A majority of business leaders surveyed in the region still say the economy is poor with about 44 percent of them using terms like "bleak," "struggling" and "getting worse" to describe the situation.
The findings came from the Sierra Region Economic Outlook Mid-Year Business Survey. The poll has surveyed business owners, CEOs and managers in the region since 2004. The mid-year report attracted 689 respondents.
Brian Bonnenfant, the project manager at the Center for Regional Studies at the University of Nevada, Reno, which conducts the survey with polling firm InfoSearch International, said he wanted to check the pulse of the economy before the winter doldrums, but the results weren't much better than the 2009 report conducted last January.
"I would say flat, that's pretty much the overall symptoms of the attitudes," Bonnenfant said. "It's just bouncing along the bottom."
The Economic Outlook Index, which measures market conditions, revenue growth and other indicators, fell to 62.2 for the mid-year report, down from 62.8. It was 45.7 in 2008, the survey's lowest score.
Bonnenfant said the most pessimistic industry was construction while some of the more optimistic answers came from the health and human services, retail and manufacturing industries.
Nearly two-thirds of respondents said the regional economy still was poor, 18 percent calling it "very poor." Meanwhile, 14 percent said economic conditions had improved since 2009, up from 9 percent in the 2009 year-end survey.
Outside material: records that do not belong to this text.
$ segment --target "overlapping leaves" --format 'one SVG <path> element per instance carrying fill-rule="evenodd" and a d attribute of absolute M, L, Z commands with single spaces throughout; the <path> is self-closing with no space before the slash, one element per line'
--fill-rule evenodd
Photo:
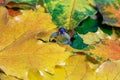
<path fill-rule="evenodd" d="M 79 22 L 96 13 L 93 0 L 45 0 L 45 3 L 56 25 L 66 29 L 74 29 Z"/>
<path fill-rule="evenodd" d="M 119 0 L 44 0 L 52 16 L 35 10 L 41 0 L 6 1 L 21 12 L 8 17 L 0 8 L 1 80 L 119 80 Z M 53 22 L 73 30 L 70 46 L 77 50 L 49 42 L 57 31 Z"/>

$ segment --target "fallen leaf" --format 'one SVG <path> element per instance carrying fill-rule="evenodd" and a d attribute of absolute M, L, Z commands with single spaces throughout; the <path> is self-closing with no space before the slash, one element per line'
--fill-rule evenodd
<path fill-rule="evenodd" d="M 120 61 L 107 61 L 96 69 L 97 80 L 119 80 L 120 79 Z"/>
<path fill-rule="evenodd" d="M 120 41 L 105 39 L 101 43 L 93 45 L 93 49 L 86 51 L 87 54 L 93 54 L 96 60 L 119 60 L 120 59 Z"/>
<path fill-rule="evenodd" d="M 103 15 L 103 22 L 120 27 L 120 1 L 119 0 L 95 0 L 99 11 Z"/>
<path fill-rule="evenodd" d="M 0 80 L 20 80 L 14 76 L 8 76 L 5 75 L 4 73 L 0 73 Z"/>
<path fill-rule="evenodd" d="M 58 44 L 42 43 L 34 39 L 33 33 L 28 33 L 0 53 L 0 68 L 7 75 L 27 80 L 29 70 L 54 73 L 55 65 L 64 62 L 70 54 Z"/>
<path fill-rule="evenodd" d="M 8 22 L 8 11 L 5 7 L 0 6 L 0 29 Z"/>
<path fill-rule="evenodd" d="M 26 10 L 22 12 L 22 15 L 9 18 L 5 28 L 0 30 L 0 50 L 14 43 L 25 33 L 45 33 L 56 28 L 50 15 L 41 12 L 39 9 L 38 11 Z"/>
<path fill-rule="evenodd" d="M 75 28 L 79 22 L 92 16 L 96 10 L 93 0 L 45 0 L 48 11 L 58 27 Z"/>
<path fill-rule="evenodd" d="M 96 80 L 94 70 L 85 61 L 85 55 L 74 55 L 64 66 L 56 66 L 55 74 L 45 73 L 45 80 Z"/>

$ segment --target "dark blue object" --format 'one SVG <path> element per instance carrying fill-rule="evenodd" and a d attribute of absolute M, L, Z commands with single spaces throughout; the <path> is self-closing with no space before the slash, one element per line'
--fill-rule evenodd
<path fill-rule="evenodd" d="M 60 34 L 63 34 L 64 32 L 66 32 L 65 28 L 59 28 L 59 32 Z"/>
About half said the economic conditions would remain the same over the next year while 29 percent said it would worsen and 23 percent saying they expected an improvement. Also, 60 percent said the number of people employed by their firm would remain the same over the next year while only 18 percent said it would increase and 23 percent saying the number would fall.
Despite the overall negative perception expressed by many in the report, there were signs of optimism.
Half of the respondents said their business was considering expanding or adding another product or market in the next six to 12 months while about a third said they were facing another contraction in the same period - 23 percent considering downsizing and 6 percent considering going out of business.
About 100 of the respondents are members of the Northern Nevada Development Authority. Executive Director Rob Hooper said about 70 percent of the NNDA members surveyed said the economy was either flat or improving.
As for the overall results of the survey, Hooper said, "People have lost hope, and that's a very dangerous thing for us. We need to regain our hope. We do have good things happening. We're more diversified in the Sierra Region than any other part of Nevada."
He said three companies are coming to the region this week to look at buildings.
With the state legislative session about six months away where lawmakers may face a $3 billion budget gap, 78 percent of those polled said they would support some sort of change to Nevada's tax structure.
While a third said they want a reduction in taxes to mirror a reduction in state spending, about 28 percent want lawmakers to expand the sales tax and another 28 percent say they want the state to increase taxes on the mining industry. Less than 7 percent said they want a corporate or personal income tax in Nevada.
The $787 billion federal stimulus package has either directly or indirectly benefited 29 percent of those polled, up from 21 percent last year.
As for immigration reform, nearly 58 percent supported a "structured path to citizenship" for those in the country illegally who are employed and have no criminal record while 28 percent of those polled say they want illegal immigrants deported to their country of origin.
About half of the respondents said they were either a business owner, 26 percent, or a CEO or president, 21 percent. About half of the firms polled had five to 99 employees and 15 percent had 100 or more. Nearly 70 percent are from Washoe County and 12.4 percent from Carson City.